Machine learning is able to do many things as long as we have data to teach our model. Because of this, researchers are trying to make algorithms smarter and smarter and no longer need so much information to learn. Facebook as a huge collection of images is the perfect place to do research on this topic and improve algorithms. The main goal of the research is to teach the algorithm, so that the computer vision becomes self-steering, so to speak.
Semi-supervised learning is not all that easy because at the current stage of development, algorithms can fill in data gaps by extracting information only from training sets. While this is fairly easy for text analysis, it is much more difficult for images and video. This is due to the fact that text is quite repetitive. Sentence structure and words are repetitive. In contrast, objects seen in images are much more varied. Other colors, objects, and surroundings are much more difficult to recognize than text. While this is not an easy task, the investigators have shown that it is possible and produces very visible results.

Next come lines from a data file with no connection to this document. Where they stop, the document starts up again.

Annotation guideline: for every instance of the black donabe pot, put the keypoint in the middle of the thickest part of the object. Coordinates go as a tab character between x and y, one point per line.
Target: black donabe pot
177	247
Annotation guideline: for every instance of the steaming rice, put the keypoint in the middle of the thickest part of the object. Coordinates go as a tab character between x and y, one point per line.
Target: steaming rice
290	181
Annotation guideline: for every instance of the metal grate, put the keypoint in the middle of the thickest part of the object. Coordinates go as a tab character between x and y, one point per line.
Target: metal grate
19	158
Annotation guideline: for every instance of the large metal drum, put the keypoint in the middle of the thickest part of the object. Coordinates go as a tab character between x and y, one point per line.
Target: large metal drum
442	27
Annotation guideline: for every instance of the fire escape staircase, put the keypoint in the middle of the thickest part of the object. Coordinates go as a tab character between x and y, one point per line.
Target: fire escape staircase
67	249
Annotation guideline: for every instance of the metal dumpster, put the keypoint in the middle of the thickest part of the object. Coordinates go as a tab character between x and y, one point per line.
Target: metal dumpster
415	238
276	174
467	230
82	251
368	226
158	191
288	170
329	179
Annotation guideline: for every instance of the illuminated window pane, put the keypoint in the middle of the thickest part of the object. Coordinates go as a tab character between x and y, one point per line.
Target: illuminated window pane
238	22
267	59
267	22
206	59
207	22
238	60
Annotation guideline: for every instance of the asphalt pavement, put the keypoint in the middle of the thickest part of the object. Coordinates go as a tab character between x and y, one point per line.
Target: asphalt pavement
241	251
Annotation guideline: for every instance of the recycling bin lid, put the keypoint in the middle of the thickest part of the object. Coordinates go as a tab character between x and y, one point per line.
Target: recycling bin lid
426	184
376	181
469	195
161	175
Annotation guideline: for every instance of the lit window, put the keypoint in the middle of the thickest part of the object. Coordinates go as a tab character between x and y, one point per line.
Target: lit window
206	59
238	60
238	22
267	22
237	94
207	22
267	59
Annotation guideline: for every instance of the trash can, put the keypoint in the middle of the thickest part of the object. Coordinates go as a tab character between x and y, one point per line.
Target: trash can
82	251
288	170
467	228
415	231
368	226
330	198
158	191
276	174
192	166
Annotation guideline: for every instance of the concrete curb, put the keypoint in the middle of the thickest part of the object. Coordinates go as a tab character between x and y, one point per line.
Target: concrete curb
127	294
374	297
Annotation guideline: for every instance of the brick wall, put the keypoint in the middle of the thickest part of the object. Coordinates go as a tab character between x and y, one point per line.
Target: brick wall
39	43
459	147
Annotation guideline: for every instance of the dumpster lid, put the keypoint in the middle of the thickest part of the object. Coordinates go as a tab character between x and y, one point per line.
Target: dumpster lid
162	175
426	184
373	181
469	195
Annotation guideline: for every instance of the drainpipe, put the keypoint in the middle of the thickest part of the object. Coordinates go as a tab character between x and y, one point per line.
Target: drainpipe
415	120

The DINO system is able to learn to find interesting objects in videos depicting people, animals and objects quite well without any labelled data. It achieves this by treating the video not as a sequence of images to be analyzed one by one. By paying attention to the middle and end of the video, as well as the beginning, the agent can get a sense of things like “an object with this general shape goes from left to right.” This information is used in other knowledge, e.g. when the object on the right overlaps the first object, the system knows that they are not the same thing, they are just touching each other in those frames. This knowledge in turn can be applied to other situations. In other words, the system develops a basic sense of visual meaning and does so with very little training on new objects.